The Most Common Grammar Mistakes to Avoid
Posted by: Jennifer Woodard | on June 5, 2013
Whether you are writing a college essay or working on your newest blog article, grammar mistakes tend to occur. Text editing programs such as Microsoft Word can’t detect every mistake that happens.
The software we rely on so much is only as good as it’s latest update, which can sometimes be years old at best. How can you detect, avoid or remedy common grammar mistakes that happen regularly to all of us?
Sometimes writers write to their heart’s content without paying too much attention to sentence length. Remember that your text needs to be readable and coherent above all else.
Fragmenting already existing sentences should always be done with care, since the initial meaning can easily be lost later on. Let’s take a look at an example and see what it means in practice:
- I gave my girlfriend a present for our anniversary even though we have a no-surprise rule in place – I just love her too much.
- I gave my girlfriend a present for our anniversary. Even though we have a no-surprise rule in place. I just love her too much.
As you can see, fragmenting existing sentences into more readable chunks can often lead to grammar errors that require additional work and fixing. Write short sentences from the get-go and focus on condensing your thoughts.
The missing comma
Nobody likes to think about commas, apostrophes and all the small symbols that creep their way into writing – it just takes too much time to add them properly. However, commas are one of the most important grammatical symbols, no matter what language you might be writing in.
While you may sometimes think: “I could always find someone to help me write my essay, you can also pay closer attention to what you are doing and do much of the editing yourself. Adding commas is straightforward once you understand their meaning – they are meant to separate thoughts that are too closely linked to be separated into sentences. Let’s take a look at another example:
- In case you haven’t heard, I was appointed as a teaching assistant for this year!
- In case you haven’t heard I was appointed as a teaching assistant for this year!
As you can see, the addition of one small element made the entire flow of the sentence smoother and more legible. This doesn’t mean you should oversaturate your writing with commas of course, since doing so is also considered a cardinal sin by professors and editors alike.
Difference in speech and writing
It’s no secret that people have a tough time making out what each phrase sounds or is written like. We are only as good at writing as we are at reading – one can’t exist without the other. That’s why many people who don’t write often make mistakes in writing a wrong phrase in place of one that should have been there in the first place. Let’s take a look at another example and break it down:
- The flower I gave my wife was a tulip – she never expected it!

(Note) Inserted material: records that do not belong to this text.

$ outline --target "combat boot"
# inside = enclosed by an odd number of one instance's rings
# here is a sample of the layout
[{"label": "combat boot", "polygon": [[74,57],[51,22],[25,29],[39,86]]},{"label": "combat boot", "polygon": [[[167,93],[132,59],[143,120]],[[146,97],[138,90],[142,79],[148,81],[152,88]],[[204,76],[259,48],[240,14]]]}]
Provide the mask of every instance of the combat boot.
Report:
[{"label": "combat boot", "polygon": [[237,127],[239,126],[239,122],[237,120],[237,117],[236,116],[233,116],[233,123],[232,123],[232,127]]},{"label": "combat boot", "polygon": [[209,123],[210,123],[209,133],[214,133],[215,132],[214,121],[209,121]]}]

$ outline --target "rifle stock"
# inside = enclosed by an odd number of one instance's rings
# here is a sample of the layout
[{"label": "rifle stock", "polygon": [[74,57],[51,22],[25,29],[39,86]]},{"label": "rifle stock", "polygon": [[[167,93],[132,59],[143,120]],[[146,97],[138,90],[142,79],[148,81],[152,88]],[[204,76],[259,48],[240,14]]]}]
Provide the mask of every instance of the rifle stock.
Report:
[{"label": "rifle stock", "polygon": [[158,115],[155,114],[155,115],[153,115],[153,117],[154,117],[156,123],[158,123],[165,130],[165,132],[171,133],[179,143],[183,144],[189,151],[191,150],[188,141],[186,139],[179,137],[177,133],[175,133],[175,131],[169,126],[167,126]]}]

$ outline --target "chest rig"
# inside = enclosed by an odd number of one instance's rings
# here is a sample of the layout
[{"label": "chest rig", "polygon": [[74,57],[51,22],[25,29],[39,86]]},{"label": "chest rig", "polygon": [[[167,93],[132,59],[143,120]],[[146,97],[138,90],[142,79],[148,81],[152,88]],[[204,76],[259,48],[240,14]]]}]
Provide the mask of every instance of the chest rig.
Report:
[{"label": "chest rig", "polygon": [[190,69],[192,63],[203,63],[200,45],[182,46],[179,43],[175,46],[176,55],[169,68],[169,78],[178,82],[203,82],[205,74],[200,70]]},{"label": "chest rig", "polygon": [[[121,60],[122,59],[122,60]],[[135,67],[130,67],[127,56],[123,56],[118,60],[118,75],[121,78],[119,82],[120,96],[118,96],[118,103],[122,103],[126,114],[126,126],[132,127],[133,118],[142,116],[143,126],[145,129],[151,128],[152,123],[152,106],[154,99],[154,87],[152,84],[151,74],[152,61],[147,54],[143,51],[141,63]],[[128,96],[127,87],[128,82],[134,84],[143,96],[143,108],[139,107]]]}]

- The flour I gave my wife was a tulip – she never expected it!
As you can see, giving someone a flower or flour is not remotely the same. These mistakes tend to happen regularly, and text editing software is not advanced enough to pick up on these kinks because in reality, they are grammatically correct. However, the human eye is trained to notice these spelling and phrasal errors which in turn break the immersion of reading and paint a bad picture of the writer.
Making any of these mistakes (or all of them combined) is completely fine as long as you learn something from the experience. They will always make your professors and readers sigh, but why let it go there? Proofread your writing before sending it for review – it’s often better to detect these errors yourself than to have them pointed out to you. Blog readers might be a forgiving crowd, but a thesis mentor might not be – write and read carefully.